Overview - 3.5 English

Vitis AI User Guide (UG1414)

Document ID

UG1414

Release Date

2023-09-28

Version

3.5 English

The inference process is computationally intensive and requires a high memory bandwidth to satisfy the low-latency and high-throughput requirements of Edge applications.

Quantization and channel pruning techniques address these challenges while simultaneously achieving optimal performance and high energy efficiency with minimal degradation in accuracy. Through quantization, integer computing units become viable, and weights and activations can be represented with reduced precision. On the other hand, pruning reduces the overall required operations. The AMD Vitis AI quantizer includes the quantization tool, whereas the pruning tool is integrated into the Vitis AI optimizer.

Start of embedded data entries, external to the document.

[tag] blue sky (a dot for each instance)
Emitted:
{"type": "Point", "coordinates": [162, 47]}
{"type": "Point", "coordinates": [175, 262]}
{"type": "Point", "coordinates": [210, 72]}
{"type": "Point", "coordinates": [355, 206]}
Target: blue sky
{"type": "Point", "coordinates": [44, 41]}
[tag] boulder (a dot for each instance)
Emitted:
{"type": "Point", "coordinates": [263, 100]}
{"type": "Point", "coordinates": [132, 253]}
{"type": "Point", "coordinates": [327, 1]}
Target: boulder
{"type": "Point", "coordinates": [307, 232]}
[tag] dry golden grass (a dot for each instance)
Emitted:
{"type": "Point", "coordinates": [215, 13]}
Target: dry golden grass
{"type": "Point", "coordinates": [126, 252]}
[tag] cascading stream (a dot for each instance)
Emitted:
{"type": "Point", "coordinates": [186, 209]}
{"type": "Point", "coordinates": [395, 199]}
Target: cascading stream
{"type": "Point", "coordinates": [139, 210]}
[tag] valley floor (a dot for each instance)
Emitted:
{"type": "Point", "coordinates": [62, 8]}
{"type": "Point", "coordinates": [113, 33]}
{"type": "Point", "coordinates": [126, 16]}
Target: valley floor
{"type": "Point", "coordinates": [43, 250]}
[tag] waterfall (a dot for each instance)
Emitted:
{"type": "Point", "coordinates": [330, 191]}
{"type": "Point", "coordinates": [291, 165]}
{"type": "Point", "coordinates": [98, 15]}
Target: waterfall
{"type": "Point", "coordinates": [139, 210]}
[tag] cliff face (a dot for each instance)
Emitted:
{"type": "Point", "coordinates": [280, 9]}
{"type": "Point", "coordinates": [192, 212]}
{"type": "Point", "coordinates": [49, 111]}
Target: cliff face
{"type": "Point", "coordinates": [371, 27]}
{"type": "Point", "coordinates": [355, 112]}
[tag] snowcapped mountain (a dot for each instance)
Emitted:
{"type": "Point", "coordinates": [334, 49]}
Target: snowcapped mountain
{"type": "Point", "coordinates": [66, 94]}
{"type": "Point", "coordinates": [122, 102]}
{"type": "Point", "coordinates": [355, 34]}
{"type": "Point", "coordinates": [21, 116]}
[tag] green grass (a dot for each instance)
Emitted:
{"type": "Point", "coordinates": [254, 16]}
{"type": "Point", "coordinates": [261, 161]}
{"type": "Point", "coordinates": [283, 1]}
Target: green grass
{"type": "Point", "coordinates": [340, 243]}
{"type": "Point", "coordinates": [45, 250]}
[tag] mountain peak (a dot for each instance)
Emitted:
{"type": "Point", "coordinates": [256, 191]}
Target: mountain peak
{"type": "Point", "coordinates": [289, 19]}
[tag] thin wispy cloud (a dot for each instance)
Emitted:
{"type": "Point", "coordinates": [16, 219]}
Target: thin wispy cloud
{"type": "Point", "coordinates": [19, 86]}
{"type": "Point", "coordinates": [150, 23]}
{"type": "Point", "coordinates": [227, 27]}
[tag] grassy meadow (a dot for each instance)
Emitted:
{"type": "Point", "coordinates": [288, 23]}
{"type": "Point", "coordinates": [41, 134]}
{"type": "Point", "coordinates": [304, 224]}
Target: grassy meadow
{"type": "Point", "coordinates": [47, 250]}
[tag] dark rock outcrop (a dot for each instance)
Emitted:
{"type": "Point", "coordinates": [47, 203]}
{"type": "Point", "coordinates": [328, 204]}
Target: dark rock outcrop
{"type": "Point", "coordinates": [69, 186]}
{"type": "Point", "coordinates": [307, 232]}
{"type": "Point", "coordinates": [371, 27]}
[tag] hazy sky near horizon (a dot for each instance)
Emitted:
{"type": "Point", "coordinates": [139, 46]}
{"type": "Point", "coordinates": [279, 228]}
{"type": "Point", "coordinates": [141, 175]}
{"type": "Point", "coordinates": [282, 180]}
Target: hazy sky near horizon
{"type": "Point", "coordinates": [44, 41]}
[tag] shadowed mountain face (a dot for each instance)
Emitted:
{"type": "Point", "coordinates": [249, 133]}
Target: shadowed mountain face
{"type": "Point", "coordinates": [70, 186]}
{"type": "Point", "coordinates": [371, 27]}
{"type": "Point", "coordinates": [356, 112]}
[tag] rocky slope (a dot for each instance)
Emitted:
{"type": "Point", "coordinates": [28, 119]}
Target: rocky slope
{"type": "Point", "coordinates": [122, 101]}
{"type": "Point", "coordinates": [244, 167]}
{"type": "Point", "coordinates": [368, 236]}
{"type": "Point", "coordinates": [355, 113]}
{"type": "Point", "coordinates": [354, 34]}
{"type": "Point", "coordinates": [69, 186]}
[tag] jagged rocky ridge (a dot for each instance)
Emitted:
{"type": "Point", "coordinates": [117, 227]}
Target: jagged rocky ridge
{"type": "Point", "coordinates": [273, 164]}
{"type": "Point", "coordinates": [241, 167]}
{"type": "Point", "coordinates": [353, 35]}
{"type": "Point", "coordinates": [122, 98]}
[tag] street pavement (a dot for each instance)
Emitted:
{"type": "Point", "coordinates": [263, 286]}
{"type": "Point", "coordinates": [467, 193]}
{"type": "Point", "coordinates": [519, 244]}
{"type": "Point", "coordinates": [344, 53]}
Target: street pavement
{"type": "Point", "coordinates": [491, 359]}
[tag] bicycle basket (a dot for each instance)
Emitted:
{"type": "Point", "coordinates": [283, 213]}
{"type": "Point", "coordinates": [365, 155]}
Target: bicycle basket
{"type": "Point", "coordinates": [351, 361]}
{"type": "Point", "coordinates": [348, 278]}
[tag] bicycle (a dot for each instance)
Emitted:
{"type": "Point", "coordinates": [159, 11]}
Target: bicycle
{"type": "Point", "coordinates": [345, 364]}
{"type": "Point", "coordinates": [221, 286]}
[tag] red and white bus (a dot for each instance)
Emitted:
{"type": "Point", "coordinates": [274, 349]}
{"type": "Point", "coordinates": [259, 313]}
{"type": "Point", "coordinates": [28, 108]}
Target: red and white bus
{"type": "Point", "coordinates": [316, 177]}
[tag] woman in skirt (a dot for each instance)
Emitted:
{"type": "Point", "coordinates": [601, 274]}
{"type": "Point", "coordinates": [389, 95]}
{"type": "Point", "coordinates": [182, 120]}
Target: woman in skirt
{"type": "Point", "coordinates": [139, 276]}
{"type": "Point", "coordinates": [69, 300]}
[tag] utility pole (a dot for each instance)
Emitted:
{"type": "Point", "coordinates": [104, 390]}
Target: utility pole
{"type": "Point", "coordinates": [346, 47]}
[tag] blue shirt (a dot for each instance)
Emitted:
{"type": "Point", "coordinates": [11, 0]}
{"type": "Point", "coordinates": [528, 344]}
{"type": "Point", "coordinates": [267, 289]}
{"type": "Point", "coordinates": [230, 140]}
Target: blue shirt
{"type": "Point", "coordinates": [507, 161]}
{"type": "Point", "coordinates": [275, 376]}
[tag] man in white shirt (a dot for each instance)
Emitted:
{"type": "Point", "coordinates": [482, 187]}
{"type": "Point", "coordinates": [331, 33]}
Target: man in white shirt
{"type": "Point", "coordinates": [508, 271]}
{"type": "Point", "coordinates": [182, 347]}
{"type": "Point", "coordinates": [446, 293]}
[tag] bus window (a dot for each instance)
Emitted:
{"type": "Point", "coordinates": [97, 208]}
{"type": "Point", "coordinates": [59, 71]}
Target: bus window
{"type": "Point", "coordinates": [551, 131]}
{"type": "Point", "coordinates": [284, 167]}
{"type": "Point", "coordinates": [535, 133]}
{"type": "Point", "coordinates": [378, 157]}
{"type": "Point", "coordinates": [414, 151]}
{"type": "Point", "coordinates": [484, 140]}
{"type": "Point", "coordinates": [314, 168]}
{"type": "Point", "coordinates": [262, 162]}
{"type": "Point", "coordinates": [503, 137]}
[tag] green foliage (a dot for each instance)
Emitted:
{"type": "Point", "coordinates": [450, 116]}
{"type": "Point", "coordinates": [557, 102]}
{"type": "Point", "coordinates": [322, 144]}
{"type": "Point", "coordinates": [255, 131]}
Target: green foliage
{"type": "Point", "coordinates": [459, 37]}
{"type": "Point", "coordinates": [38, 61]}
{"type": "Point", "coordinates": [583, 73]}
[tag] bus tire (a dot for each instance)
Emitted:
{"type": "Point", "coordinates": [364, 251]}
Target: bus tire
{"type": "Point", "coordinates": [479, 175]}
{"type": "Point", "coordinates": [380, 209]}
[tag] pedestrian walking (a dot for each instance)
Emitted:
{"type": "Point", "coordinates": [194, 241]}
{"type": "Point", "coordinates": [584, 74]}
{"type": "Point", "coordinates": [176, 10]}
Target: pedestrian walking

Figure 1. Pruning and Quantization Flow

Generally, 32-bit floating-point weights and activation values are used when training neural networks. The Vitis AI quantizer can reduce computational complexity without losing prediction accuracy by converting the 32-bit floating-point weights and activations to an 8-bit integer (INT8) format. Deployment of the fixed-point network model requires reduced memory bandwidth, thus providing faster speed and higher power efficiency than would be possible with floating-point model. The Vitis AI quantizer supports common layers in neural networks, including, but not limited to, convolution, pooling, fully connected, and batch normalization.

The Vitis AI quantizer supports TensorFlow (1.x and 2.x) and PyTorch. The quantizer names are vai_q_tensorflow and vai_q_pytorch, respectively. In Vitis AI 2.5 and earlier versions, the Vitis AI quantizer for TensorFlow 1.x was based on TensorFlow 1.15 and released as part of the TensorFlow 1.15 package. However, beginning with Vitis AI 3.0, the Vitis AI quantizer is offered as a standalone Python package featuring multiple quantization APIs for both TensorFlow 1.x and TensorFlow 2.x. You can import this package, and once imported, the Vitis AI quantizer functions as a plugin for TensorFlow.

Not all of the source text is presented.